Community members are discussing their experiences switching from GPT-3.5 to GPT-4o mini. They have found that structured content often fails to return values in the correct format, and the speed is slower. However, the pricing for GPT-4o mini is better. Some community members have observed similar issues, and are disappointed with the step back in performance. They have explored options like JSON mode and function calling, but these do not seem to fully resolve the problems. One community member has been switching to Anthropic, which they find to be more reliable, though a bit slower and requiring new prompts.

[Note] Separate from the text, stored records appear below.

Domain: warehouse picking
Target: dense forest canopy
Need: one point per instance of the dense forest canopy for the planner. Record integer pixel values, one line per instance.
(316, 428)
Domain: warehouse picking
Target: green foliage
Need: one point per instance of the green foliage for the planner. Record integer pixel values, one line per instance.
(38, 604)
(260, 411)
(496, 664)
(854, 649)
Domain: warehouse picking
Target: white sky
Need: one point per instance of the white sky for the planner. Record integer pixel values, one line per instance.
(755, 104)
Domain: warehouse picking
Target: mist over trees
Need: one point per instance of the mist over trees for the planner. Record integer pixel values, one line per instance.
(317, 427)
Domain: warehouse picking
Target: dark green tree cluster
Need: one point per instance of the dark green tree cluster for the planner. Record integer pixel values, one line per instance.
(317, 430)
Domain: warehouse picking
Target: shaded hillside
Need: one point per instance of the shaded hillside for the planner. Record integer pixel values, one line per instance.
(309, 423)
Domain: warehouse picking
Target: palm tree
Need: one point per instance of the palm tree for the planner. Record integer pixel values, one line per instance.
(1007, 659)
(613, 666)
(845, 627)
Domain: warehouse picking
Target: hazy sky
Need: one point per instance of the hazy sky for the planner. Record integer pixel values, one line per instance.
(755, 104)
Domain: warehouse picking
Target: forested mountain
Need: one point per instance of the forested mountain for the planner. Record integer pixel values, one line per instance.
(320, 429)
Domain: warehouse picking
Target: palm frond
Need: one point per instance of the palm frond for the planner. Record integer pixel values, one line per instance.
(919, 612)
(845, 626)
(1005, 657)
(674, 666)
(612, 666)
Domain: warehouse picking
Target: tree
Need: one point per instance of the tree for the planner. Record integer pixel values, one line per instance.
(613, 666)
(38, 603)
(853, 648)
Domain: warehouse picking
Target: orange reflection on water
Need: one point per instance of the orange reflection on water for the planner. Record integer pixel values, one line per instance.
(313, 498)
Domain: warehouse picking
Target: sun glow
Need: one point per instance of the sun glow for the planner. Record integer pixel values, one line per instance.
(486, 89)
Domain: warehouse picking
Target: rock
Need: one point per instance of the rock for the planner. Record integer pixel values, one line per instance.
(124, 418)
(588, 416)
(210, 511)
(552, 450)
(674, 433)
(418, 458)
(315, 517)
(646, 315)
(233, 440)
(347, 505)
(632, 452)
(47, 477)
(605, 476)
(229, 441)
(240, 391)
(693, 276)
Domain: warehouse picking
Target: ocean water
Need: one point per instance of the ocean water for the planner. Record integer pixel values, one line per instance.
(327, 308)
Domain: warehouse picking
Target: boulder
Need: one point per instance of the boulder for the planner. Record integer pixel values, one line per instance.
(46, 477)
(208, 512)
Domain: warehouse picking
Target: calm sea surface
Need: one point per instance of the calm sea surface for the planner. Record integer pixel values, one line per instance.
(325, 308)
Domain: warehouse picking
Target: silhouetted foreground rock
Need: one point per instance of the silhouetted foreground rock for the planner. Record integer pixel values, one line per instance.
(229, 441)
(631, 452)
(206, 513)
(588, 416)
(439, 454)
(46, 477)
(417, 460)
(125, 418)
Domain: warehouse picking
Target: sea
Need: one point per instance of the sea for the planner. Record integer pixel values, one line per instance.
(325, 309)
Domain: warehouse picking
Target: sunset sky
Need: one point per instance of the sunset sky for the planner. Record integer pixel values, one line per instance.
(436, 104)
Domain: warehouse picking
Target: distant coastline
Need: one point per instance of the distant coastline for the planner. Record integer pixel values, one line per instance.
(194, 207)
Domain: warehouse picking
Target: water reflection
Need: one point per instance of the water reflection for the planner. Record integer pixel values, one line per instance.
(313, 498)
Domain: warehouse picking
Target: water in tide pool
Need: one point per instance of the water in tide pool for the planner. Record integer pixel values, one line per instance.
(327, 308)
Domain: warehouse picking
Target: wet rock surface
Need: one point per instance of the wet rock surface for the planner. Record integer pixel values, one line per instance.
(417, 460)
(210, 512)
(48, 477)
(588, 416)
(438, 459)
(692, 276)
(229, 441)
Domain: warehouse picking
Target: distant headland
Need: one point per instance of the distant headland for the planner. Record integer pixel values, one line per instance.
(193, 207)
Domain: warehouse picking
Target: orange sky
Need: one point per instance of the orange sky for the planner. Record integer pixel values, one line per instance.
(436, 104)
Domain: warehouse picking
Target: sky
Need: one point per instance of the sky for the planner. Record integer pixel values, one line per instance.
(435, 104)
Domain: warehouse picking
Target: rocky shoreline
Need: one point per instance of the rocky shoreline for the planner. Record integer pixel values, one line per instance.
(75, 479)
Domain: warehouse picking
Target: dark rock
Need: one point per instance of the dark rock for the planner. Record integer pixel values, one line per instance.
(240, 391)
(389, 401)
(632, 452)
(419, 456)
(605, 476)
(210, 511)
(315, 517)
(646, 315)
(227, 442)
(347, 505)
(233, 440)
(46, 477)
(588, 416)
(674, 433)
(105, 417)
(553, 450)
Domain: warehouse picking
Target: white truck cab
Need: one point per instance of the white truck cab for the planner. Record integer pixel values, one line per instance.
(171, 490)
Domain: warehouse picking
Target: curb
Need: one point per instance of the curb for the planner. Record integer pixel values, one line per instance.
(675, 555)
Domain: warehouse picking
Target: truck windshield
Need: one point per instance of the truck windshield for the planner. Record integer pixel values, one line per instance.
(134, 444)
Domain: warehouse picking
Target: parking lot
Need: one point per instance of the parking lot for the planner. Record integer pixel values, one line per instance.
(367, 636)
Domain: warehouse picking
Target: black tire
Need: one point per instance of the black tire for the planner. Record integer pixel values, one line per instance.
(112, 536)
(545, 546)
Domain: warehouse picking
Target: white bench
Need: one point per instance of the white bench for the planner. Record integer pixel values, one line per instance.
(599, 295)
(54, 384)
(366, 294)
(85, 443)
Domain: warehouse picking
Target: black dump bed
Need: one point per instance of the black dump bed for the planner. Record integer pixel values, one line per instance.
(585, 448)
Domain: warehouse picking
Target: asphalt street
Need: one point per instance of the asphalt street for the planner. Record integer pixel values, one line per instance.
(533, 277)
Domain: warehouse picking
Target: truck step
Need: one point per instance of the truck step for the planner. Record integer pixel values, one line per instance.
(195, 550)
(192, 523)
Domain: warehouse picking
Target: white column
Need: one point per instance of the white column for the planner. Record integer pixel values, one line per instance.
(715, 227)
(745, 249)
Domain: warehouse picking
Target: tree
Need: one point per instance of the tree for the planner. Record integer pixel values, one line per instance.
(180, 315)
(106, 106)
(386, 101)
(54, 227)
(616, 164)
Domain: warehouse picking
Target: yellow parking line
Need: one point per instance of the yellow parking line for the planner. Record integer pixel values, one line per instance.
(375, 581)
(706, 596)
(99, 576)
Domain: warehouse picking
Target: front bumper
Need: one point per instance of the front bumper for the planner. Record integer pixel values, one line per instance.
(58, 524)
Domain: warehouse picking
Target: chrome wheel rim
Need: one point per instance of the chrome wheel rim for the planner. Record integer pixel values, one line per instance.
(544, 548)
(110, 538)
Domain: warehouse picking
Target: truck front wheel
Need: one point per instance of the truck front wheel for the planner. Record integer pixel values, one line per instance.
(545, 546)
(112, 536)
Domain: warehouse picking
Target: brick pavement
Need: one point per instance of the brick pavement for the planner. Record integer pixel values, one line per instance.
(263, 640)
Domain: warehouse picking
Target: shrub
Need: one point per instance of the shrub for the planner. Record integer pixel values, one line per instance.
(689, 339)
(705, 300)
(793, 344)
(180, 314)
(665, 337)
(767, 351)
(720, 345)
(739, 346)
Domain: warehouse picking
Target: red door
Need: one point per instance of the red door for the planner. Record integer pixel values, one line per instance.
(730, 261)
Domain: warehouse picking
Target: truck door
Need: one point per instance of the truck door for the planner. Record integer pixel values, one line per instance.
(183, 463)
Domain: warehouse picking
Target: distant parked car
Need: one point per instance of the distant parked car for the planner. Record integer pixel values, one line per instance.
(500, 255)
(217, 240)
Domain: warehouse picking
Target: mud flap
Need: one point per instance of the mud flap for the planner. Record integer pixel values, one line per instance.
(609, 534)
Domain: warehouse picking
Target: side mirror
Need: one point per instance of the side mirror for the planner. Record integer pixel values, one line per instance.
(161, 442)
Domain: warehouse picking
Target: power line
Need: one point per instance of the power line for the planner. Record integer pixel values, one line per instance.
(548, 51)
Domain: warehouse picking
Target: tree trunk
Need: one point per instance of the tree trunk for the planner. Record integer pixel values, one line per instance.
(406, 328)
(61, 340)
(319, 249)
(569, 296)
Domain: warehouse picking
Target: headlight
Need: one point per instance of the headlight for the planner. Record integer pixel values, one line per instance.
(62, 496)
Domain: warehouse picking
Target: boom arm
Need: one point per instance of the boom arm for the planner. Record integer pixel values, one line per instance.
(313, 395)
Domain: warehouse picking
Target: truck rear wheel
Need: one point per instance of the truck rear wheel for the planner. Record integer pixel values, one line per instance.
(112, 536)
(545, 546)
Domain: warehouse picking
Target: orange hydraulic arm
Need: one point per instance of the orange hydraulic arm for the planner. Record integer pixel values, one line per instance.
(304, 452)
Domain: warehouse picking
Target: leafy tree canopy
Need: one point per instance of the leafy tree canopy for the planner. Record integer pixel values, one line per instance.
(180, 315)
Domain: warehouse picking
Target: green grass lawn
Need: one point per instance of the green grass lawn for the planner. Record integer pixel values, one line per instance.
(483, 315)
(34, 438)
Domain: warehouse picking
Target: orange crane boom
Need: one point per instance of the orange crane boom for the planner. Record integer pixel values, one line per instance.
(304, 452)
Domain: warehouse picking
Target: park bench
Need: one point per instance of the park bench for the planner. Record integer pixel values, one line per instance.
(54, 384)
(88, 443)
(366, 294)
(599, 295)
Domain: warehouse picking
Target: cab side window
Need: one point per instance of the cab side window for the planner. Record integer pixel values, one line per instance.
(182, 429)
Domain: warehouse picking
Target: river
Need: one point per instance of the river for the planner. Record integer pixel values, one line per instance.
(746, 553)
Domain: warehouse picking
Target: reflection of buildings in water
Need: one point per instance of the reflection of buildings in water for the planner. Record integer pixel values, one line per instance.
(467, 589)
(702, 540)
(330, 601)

Does anyone have any findings around switching from gpt 3.5 to gpt 4o mini? I'm finding that structured content is quite a bit worse for gpt 4o mini vs 3.5, often failing to return the values in the correct format. Also the speed is quite a bit slower... But I feel we have to switch as the pricing is so much better...
Forcing the json (either with json mode or function calling) won't help as much either. It can still write bad tool inputs, or hallucinate tool names.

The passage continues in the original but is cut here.